The big question then was how does Zimperium manage all this on a little mobile device, when corporate systems need powerful data mining and high-speed connection to cloud services to achieve security?

The secret behind a powerful new technique he called ZPI – Zero Packet Inspection. Instead of mining deep into the packets of data, ZPI just looks at the routes taken by the packets. Good user experience depends on fast, efficient data transfer and that means that software developers make sure that data always move efficiently between apps and peripherals along well-defined paths. The ZPI agent looks at the movements instead of the actual data, and that makes for very fast and accurate diagnoses using surprisingly little processing power. If something is behaving oddly, it sticks out.

The company’s machine learning algorithms are designed to ensure that ZPI reliably recognizes suspicious traffic patterns. It is tested by generating every sort of attack on the system – for example, a data worm wandering around the device looking for vulnerabilities – and making sure it is correctly diagnosed every time. So how is this deployed on an actual phone?

“In two ways” according to Michelson, “for a device, we deploy an app onto the phone that runs just like any other app, comes from the App Store, but it is continuously evaluating the security state of the device.  If something offensive occurs – like a malicious app lands on it, or the network is compromised – detection invokes defensive action.”

The second type of deployment would be built into an app by the app developers. “The app developer doesn’t own the device, doesn’t even necessarily know the user – here the responsibility is to protect the app itself.  So when a device gets attacked, your app needs to defend itself; wipe out personally identifiable information, close down sensitive network connections into your legacy systems, et cetera.  Maybe bump up two-factor authentication in order to make sure that it’s not a malicious actor on your app as opposed to the real user”.
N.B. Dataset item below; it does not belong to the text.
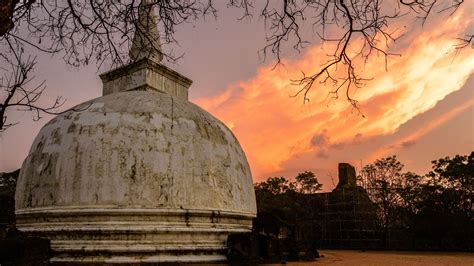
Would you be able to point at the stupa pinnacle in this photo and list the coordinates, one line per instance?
(146, 41)
(145, 72)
So a mobile banking app could contain and embedded DPI agent making sure that no malicious network traffic passes to and from that app. The mobile user’s banking data and transactions will be protected from attack, whether or not there’s any general anti-malware solution installed on the device.
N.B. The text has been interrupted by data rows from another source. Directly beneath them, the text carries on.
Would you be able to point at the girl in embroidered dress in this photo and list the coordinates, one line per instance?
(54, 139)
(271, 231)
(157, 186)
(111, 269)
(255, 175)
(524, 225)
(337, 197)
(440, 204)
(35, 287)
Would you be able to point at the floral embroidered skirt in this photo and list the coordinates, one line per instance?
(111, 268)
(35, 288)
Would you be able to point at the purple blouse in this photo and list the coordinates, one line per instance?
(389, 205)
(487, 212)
If this solution has been designed specifically for mobile devices with limited processing power and uncertain connectivity, might that give it broader implications for the Internet of Things (IoT)?  The answer, according to Michelson, is definitely ‘yes’.
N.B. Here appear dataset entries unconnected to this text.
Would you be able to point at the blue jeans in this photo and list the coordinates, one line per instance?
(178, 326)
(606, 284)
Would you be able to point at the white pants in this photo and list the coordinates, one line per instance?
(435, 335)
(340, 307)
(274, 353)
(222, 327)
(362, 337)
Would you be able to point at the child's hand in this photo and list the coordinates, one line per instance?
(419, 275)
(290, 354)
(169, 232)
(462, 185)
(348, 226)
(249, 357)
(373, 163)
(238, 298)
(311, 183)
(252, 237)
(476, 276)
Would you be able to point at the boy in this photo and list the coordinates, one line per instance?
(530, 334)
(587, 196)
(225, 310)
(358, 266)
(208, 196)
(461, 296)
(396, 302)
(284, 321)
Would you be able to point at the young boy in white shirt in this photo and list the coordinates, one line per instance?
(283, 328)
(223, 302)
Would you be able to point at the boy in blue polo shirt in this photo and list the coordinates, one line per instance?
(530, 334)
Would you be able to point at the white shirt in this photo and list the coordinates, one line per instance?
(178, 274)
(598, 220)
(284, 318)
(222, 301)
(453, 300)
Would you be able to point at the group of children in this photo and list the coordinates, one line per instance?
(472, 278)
“We’ve been spending the last few years also supporting IoT type architecture. An iPad’s and a Tesla’s automation system look a lot alike, and they are attacked essentially in the same way: through the device itself, through compromise, through network attacks, or through malicious content being delivered to the devices. So our technology is applicable… In the future we’ll be a part of the build of IoT devices – it’s quite a shift for the company, but the technology is very applicable.”

So the wide and growing world of IoT lies ahead, while for now the company’s market strategy is focused on defence against mobile threats. As to the future plans in the mobile arena, Michelson concluded: “Zimperium’s vision is to make mobiles so safe hackers that don’t even bother!  In order to do that, we’ve got to get our detection technology into as many apps, onto as many devices, as we possibly can. So we OEM through partners, we partner with Telcos, we design our Software Developers’ Kit (SDK) so app developers can take it into their apps. We’re soon introducing a freemium model SDK so small apps can use it for free.  We’re doing everything that we can to get as much protection into the market as possible – because that really is our mission.”